I Am A Writer, I Write
As a writer, I have opinions on many topics. I scrutinize and judge just about everything. I think about politics, values, experiences, events, issues, history, arts, books, food, beer, wine and coffee, sometimes deeply, sometimes intelligently, but often sort of vacuously. Just ask me about something. If I don’t have an opinion immediately available, I’ll create one, because not only do I write, but I write fiction. Hence, I’ve come to write reviews on Travelocity.
It’s been going on a few years, and it’s not under my name. My origins as a reviewer are obscure. I suspect a place either pleased or annoyed me and I wanted to share it with the world, because, see the post title.
And then they kept hitting me up. Do you have more to write about? Why, yes, I do. I don’t write often, though, and I try to be careful. Five stars are not given. Five stars means something close to magic has been experienced. I think too many people too quickly issue five stars. But then, ratings are based on experiences and expectations. If you eat at McDonald’s everyday, other places can quickly seem like fantastic food, and if you sleep on wood, a decent mattress is amazing. I imagine ratings also have the same sort of immediacy and experience auras encountered in performance reviews, too.

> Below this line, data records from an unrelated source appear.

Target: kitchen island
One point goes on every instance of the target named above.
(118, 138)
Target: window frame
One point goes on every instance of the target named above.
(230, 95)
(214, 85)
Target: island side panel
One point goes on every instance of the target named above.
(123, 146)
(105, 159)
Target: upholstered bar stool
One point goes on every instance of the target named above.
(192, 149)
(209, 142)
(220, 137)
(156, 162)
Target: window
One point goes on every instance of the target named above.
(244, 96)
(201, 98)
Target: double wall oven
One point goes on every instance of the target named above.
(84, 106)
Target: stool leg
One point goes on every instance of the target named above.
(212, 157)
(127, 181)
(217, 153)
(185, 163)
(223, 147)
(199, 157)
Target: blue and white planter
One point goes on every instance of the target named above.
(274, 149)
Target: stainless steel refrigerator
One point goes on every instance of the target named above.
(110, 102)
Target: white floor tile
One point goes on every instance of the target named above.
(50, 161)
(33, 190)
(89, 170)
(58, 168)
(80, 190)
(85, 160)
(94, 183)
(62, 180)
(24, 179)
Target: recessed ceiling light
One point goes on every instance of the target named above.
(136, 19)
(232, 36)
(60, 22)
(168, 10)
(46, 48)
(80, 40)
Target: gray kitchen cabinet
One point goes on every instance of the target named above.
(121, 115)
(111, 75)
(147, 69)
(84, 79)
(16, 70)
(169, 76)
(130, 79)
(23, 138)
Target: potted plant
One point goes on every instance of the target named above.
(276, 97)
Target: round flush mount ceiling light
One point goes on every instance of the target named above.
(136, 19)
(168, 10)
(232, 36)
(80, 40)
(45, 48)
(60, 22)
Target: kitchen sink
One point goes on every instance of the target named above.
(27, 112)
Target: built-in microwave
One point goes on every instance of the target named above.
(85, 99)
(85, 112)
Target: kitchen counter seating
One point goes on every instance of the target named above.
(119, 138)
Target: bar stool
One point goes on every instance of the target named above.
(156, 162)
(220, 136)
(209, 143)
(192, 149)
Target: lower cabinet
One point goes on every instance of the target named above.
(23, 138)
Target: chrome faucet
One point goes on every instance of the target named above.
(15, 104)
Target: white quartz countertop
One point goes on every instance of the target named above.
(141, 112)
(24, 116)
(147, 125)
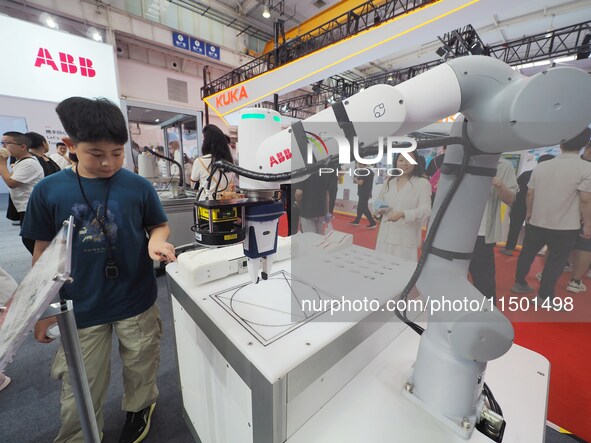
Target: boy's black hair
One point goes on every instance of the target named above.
(18, 137)
(577, 143)
(95, 120)
(37, 140)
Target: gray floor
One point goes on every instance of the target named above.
(29, 406)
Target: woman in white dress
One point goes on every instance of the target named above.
(408, 206)
(215, 147)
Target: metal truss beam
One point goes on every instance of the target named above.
(346, 25)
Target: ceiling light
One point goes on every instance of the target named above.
(48, 20)
(266, 11)
(94, 34)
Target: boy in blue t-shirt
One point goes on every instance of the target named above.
(120, 227)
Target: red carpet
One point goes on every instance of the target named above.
(566, 344)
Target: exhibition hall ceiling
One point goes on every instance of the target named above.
(525, 18)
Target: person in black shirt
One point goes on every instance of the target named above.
(38, 149)
(435, 164)
(518, 209)
(311, 197)
(364, 188)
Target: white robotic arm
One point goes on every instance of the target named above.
(503, 111)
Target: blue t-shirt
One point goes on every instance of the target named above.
(133, 205)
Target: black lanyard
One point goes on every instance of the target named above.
(111, 270)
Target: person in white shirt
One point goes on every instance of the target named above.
(407, 200)
(559, 196)
(26, 173)
(7, 287)
(215, 147)
(60, 156)
(482, 265)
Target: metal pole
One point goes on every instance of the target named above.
(78, 379)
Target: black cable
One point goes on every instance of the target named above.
(425, 250)
(171, 160)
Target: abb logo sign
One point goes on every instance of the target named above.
(280, 157)
(68, 63)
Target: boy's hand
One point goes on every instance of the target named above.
(41, 327)
(161, 250)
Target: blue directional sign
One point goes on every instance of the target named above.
(197, 46)
(180, 40)
(212, 51)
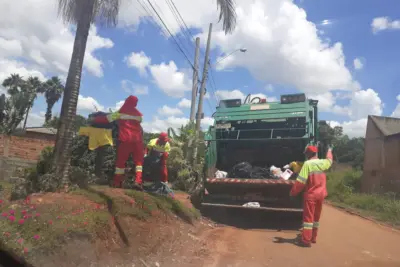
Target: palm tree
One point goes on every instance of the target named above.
(32, 87)
(53, 90)
(13, 84)
(83, 14)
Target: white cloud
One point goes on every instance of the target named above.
(356, 128)
(88, 104)
(157, 125)
(364, 103)
(168, 111)
(292, 53)
(384, 23)
(134, 88)
(139, 61)
(396, 111)
(185, 103)
(358, 65)
(172, 82)
(41, 40)
(269, 88)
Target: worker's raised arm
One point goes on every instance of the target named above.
(326, 163)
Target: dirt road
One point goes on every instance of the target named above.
(344, 240)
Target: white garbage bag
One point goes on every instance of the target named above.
(220, 174)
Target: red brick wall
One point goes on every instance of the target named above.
(25, 148)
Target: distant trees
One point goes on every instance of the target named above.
(347, 150)
(21, 95)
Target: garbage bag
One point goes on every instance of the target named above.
(260, 173)
(241, 170)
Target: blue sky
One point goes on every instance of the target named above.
(343, 53)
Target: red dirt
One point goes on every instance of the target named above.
(344, 240)
(247, 239)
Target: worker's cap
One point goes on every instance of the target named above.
(163, 137)
(311, 149)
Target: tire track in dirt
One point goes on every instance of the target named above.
(344, 241)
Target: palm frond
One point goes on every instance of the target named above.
(104, 12)
(227, 14)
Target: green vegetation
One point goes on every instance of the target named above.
(344, 191)
(44, 223)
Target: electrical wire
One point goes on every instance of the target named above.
(172, 36)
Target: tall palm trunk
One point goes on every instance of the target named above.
(26, 116)
(64, 137)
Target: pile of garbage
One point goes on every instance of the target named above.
(245, 170)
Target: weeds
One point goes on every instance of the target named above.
(344, 190)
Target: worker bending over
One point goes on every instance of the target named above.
(312, 180)
(130, 139)
(160, 148)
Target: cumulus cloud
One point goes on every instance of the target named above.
(88, 103)
(134, 88)
(384, 23)
(358, 65)
(168, 111)
(42, 41)
(396, 111)
(170, 80)
(139, 61)
(185, 103)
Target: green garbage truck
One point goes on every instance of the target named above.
(263, 134)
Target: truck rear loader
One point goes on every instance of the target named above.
(263, 134)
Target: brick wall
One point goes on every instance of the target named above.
(19, 152)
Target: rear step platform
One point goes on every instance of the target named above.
(255, 208)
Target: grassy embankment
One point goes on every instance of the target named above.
(344, 191)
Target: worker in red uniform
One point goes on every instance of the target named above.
(160, 147)
(312, 180)
(130, 137)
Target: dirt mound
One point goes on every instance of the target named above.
(102, 227)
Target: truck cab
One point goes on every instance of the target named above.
(263, 134)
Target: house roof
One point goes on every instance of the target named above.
(387, 125)
(42, 130)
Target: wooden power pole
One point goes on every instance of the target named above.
(195, 81)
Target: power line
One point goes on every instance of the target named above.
(158, 15)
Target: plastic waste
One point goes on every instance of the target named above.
(286, 174)
(221, 174)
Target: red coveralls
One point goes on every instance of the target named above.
(313, 180)
(162, 147)
(130, 138)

So I write reviews, trying to say more than, wow, was this place great, or crap. Travelocity encourages me, “Hey, wow, you’re a level 2 reviewer,” (I think that’s what it said), “and your reviews have been read by 13,000 people.” My writing ego was impressed. Then it tells me, “20 found them helpful.” Twenty, from 13,000? That throws my ego under the truck. “You have 300 followers.” Well, it’s someone.
But I still like writing the reviews. Because — see the post title.